Conrad Keck was born in Northampton County Pennsylvania in 1755. In 1777 at the age of 22, Keck joined the Captain Isaac Koren Company of Proctor’s PA artillery.
 His pension states he was at Brandywine, Germantown, and other battles. His company also fought at Monmouth Courthouse so there is a possibility he may have been there. At the battle of Brandywine PA which was fought on September 11, 1777, Proctor’s artillery was positioned behind the John Chad house on the right flank of General Anthony Wayne.  At 10Am, Proctors cannons started firing at the advancing Hessians under the command of General Wilhelm Knyphausen. The fighting continued until 5pm when Knyphausen overran Proctor’s position. Proctor was forced to leave his cannons behind at the battle of Brandywine during the retreat, a great loss for the Continental army.

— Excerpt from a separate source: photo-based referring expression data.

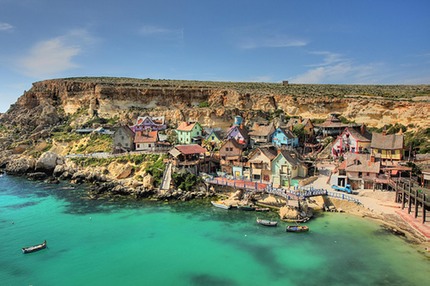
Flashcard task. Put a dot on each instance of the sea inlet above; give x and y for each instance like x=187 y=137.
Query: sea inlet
x=102 y=242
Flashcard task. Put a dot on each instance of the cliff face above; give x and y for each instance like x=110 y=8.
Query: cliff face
x=47 y=103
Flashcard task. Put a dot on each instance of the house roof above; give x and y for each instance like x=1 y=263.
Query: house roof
x=332 y=121
x=241 y=130
x=291 y=156
x=127 y=129
x=146 y=137
x=190 y=149
x=359 y=133
x=262 y=130
x=234 y=143
x=270 y=153
x=287 y=133
x=387 y=142
x=187 y=126
x=360 y=163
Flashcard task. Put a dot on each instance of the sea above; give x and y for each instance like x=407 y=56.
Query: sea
x=127 y=242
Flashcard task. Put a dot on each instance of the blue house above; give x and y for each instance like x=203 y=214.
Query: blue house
x=284 y=137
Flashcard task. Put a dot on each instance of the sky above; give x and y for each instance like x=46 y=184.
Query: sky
x=313 y=41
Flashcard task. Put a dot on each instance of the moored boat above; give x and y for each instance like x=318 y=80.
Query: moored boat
x=221 y=205
x=266 y=222
x=34 y=248
x=246 y=207
x=297 y=228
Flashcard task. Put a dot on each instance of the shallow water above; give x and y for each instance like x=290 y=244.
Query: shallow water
x=151 y=243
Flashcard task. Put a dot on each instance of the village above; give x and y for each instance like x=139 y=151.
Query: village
x=283 y=157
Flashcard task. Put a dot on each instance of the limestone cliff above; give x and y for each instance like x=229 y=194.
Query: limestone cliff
x=49 y=102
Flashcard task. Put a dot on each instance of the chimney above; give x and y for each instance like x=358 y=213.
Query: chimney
x=362 y=129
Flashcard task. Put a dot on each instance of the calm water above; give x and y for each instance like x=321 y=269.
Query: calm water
x=148 y=243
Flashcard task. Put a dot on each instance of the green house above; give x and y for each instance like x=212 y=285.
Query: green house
x=189 y=133
x=286 y=166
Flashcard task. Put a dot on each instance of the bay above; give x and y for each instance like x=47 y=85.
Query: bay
x=102 y=242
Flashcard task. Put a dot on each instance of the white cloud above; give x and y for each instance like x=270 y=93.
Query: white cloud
x=274 y=41
x=5 y=27
x=161 y=32
x=53 y=56
x=334 y=68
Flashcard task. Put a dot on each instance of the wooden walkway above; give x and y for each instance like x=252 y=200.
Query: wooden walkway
x=264 y=187
x=412 y=196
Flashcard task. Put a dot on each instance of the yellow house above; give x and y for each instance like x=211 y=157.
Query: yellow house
x=387 y=147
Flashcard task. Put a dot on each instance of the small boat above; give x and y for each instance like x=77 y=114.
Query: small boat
x=221 y=205
x=297 y=228
x=34 y=248
x=246 y=208
x=267 y=222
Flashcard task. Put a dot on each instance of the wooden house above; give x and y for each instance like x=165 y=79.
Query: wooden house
x=261 y=133
x=260 y=163
x=307 y=124
x=387 y=146
x=286 y=166
x=332 y=126
x=190 y=157
x=360 y=170
x=123 y=139
x=284 y=138
x=238 y=133
x=231 y=159
x=149 y=123
x=352 y=140
x=146 y=140
x=189 y=133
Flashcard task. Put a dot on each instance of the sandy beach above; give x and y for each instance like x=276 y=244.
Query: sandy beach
x=381 y=206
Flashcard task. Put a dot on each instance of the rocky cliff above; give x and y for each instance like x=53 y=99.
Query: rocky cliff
x=49 y=102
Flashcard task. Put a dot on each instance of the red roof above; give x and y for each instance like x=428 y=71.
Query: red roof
x=190 y=149
x=146 y=137
x=186 y=126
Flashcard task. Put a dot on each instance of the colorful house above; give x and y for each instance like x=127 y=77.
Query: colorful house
x=286 y=166
x=387 y=146
x=284 y=137
x=231 y=160
x=190 y=157
x=188 y=133
x=353 y=140
x=238 y=133
x=151 y=123
x=123 y=139
x=261 y=133
x=308 y=126
x=146 y=140
x=360 y=170
x=260 y=163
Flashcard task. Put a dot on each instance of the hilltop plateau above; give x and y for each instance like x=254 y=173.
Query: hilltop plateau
x=50 y=102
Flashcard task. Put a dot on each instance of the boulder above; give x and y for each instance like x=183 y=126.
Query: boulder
x=20 y=165
x=48 y=161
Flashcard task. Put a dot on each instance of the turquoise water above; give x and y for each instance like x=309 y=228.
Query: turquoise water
x=150 y=243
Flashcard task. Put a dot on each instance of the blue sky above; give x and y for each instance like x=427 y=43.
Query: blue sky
x=314 y=41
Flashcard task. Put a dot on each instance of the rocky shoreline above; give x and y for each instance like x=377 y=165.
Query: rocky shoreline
x=53 y=168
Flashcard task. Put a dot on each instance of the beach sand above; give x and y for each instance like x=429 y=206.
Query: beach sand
x=381 y=206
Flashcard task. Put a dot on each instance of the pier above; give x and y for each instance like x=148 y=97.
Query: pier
x=412 y=196
x=266 y=187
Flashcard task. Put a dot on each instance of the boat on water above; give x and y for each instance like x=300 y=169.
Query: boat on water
x=297 y=228
x=266 y=222
x=246 y=207
x=34 y=248
x=221 y=205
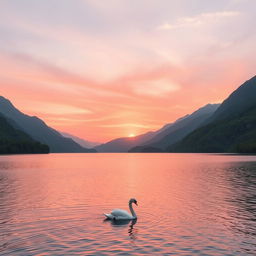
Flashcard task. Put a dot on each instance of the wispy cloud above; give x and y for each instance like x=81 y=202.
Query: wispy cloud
x=160 y=87
x=198 y=20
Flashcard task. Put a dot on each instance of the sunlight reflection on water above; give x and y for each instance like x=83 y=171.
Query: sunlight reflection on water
x=189 y=204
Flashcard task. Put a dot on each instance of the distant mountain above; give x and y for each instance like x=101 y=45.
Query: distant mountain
x=124 y=144
x=81 y=142
x=178 y=130
x=14 y=141
x=39 y=131
x=232 y=128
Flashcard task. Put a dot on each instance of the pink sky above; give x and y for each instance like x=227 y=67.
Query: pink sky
x=107 y=69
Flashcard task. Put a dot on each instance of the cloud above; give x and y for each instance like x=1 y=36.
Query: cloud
x=158 y=87
x=59 y=109
x=125 y=125
x=198 y=20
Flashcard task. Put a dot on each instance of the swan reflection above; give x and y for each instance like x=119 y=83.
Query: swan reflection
x=118 y=223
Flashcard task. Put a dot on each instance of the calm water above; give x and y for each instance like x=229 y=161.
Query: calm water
x=189 y=204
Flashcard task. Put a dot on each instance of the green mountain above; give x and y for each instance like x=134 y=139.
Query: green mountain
x=14 y=141
x=232 y=128
x=39 y=131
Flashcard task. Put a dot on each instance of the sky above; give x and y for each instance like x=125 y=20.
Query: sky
x=103 y=69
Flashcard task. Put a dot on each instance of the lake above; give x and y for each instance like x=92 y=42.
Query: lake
x=188 y=204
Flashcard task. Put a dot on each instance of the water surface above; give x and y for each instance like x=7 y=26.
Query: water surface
x=189 y=204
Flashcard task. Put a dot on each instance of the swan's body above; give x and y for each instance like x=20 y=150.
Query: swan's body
x=118 y=214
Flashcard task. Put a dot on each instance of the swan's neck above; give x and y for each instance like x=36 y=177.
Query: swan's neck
x=132 y=211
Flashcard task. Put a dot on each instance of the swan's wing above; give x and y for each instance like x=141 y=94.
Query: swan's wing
x=118 y=213
x=109 y=216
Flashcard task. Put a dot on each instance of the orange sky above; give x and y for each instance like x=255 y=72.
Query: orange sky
x=102 y=70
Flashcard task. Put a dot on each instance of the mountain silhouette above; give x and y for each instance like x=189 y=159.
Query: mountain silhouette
x=232 y=128
x=39 y=131
x=14 y=141
x=178 y=130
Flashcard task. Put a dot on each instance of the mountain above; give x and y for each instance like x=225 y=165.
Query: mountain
x=232 y=128
x=124 y=144
x=14 y=141
x=178 y=130
x=81 y=142
x=39 y=131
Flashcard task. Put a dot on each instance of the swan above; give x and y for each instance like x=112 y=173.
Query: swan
x=118 y=214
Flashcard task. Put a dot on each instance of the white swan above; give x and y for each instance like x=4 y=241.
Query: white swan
x=118 y=214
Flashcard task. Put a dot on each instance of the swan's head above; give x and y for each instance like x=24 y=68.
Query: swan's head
x=133 y=200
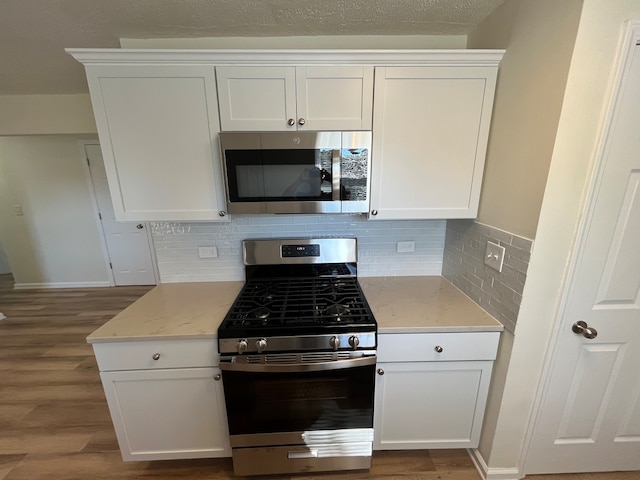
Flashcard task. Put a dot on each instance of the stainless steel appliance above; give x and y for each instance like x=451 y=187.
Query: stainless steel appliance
x=298 y=354
x=296 y=172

   At the battle of Germantown PA which was fought on October 4, 1777, Keck along with Proctor’s artillery fired into the Chew House where most of the British Army had barricaded themselves in. The Continental army was winning the battle until General Stephens of the Continental army appeared at Germantown in a drunken stupor and ordered his men to fire blindly into the dense fog. Proctor’s artillery was forced to retreat when they started getting hit by the bullets being fired into the fog. General Stephens was court-martialed for this action.
  If Keck was at the battle of Monmouth fought on June 28, 1778, he participated in the fiercest Artillery duel of the revolutionary war. At 10 AM, the British started firing their cannons at the right flank of the continental army. Proctor’s cannons fired back. For two hours, both armies would bombard each other with over 1600 rounds of round shot and cannon balls from the 12 cannons each side had. The cannon balls plowed bloody lanes into the lines of both armies. At 12 pm. General Charles Lee ordered Anthony Wayne positioned in the center to feint a retreat so the right and left flanks of the Continental army could surround the British army.  Due to poor communications on the battlefield, the left and right flanks began to retreat also thinking an order of retreat had been given. Washington arrived on the field of battle at the right time to rally his forces and take command of the battle. By 12:30pm, Washington had moved his artillery behind the Perrine farm ridge. The British positioned their artillery in a hedge row in front of the continental army. For the next 6 hours, the fiercest fighting and artillery duel of the Revolutionary war began to take place. The Continentals won the Artillery battle when Greene brought up 4 more cannons making it a total of 16 cannons that the Continentals had firing at the British. At nightfall the British began their retreat when they were pounded again by the Continental Artillery and was forced to pull back. At 11pm, the British sneaked quietly off of the battlefield while the Continental army slept.
 After the war in 1780, Keck moved to Orange county NC where he met and married Maryann Moser. From this Union they had 14 children. Keck arrived in Claiborne county TN in 1800. By 1814, Keck had moved to Hunting creek located in Sharps chapel TN. In 1832, Keck applied for a pension for his revolutionary war service. On February 7, 1836, Keck died and was buried in Irwin cemetery located nearby.
 His wife Maryann stayed in Claiborne County where she died in 1851 and was buried next to her husband. During the Civil war, several Keck’s joined the Confederate army. In 1884, most of the Kecks lived in a community in Claiborne County called Kecks chapel where most still live today. Today most of Keck’s descendents live in the Claiborne, Campbell and Union County TN regions.